The TransPRK procedure – the further development of the PRK technique – is much gentler, since the eye does not come into contact with mechanical instruments. Instead, the uppermost layer of the cornea (i.e. the layer of the cornea that is not suitable for laser eye surgery) is removed minimally and without contact, thanks to state-of-the-art laser technology, which makes this technique many times more precise.  

Should both eyes be operated on in the same day?

As it takes 10 to 15 minutes per eye to perform PRK technique, it is advisable to perform the procedure on both eyes on the same day, as this means less strain on the patient. 

Is laser correction using the PRK technique painful?

As an anaesthetic in the form of eye drops is applied to the eye for the procedure, which makes the corneal surface numb, the patient feels nothing for the entire duration of the procedure. After surgery, patients often describe a 'sandy sensation' in their eyes, although this sensation subsides after a few days.

What are the advantages?

The major advantage of the PRK technique is that it removes the uppermost layer of the cornea and avoids the creation of a flap, as is the case with the Femto-LASIK process. The method can also be used if the corneal layer is thin: the PRK procedure is an alternative procedure for patients for whom the Femto-LASIK procedure is not an option due to having a thin cornea.

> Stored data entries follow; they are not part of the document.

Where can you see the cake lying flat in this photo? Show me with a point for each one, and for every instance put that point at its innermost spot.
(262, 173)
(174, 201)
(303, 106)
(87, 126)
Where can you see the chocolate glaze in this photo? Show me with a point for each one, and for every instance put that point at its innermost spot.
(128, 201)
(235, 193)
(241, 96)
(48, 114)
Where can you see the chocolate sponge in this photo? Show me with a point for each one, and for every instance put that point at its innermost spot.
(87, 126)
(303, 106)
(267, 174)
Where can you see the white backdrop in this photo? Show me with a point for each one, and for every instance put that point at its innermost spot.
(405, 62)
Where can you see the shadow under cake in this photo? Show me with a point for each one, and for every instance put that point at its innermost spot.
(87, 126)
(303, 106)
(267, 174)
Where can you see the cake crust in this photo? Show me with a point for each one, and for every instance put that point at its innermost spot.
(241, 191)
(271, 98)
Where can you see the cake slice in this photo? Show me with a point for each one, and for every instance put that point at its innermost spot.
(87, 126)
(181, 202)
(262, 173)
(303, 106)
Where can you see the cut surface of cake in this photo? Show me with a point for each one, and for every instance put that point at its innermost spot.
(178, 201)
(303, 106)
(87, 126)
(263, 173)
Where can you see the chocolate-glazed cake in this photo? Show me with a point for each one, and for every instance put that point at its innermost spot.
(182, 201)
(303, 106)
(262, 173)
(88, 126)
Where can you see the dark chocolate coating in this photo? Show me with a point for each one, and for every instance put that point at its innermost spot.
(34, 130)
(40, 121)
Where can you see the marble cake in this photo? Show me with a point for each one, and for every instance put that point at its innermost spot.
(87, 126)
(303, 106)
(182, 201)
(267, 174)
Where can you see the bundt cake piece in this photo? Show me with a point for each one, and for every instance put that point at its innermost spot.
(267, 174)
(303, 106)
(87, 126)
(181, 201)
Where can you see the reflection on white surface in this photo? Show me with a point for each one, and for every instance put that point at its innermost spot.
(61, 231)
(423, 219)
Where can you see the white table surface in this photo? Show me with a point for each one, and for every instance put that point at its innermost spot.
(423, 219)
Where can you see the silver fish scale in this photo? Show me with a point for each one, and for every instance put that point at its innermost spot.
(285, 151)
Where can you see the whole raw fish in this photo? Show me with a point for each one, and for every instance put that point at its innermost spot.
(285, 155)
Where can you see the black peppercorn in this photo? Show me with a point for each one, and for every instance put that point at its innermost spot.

What are the risks and side effects?

The biggest disadvantage of the PRK technique is its safety profile, because the conventional PRK method has the following disadvantages compared with other laser eye procedures: 

  • significant pain for up to about four days after the procedure
  • an increased risk of infection 
  • and slow recovery of vision over a period of four to six weeks 

The cornea may become cloudy after the operation. Unclear vision or scarring is also one of the major postoperative risks associated with PRK treatment. The milky cloudiness of the cornea can be treated with eye drops and usually does not become a permanent condition. 

It is also possible that the eyes will feel hard, uncomfortable and even itchy after the operation. This is due to the fact that it takes around five days for a new cell layer to grow back. As soon as this has happened, the ophthalmologist can remove the protective contact lens.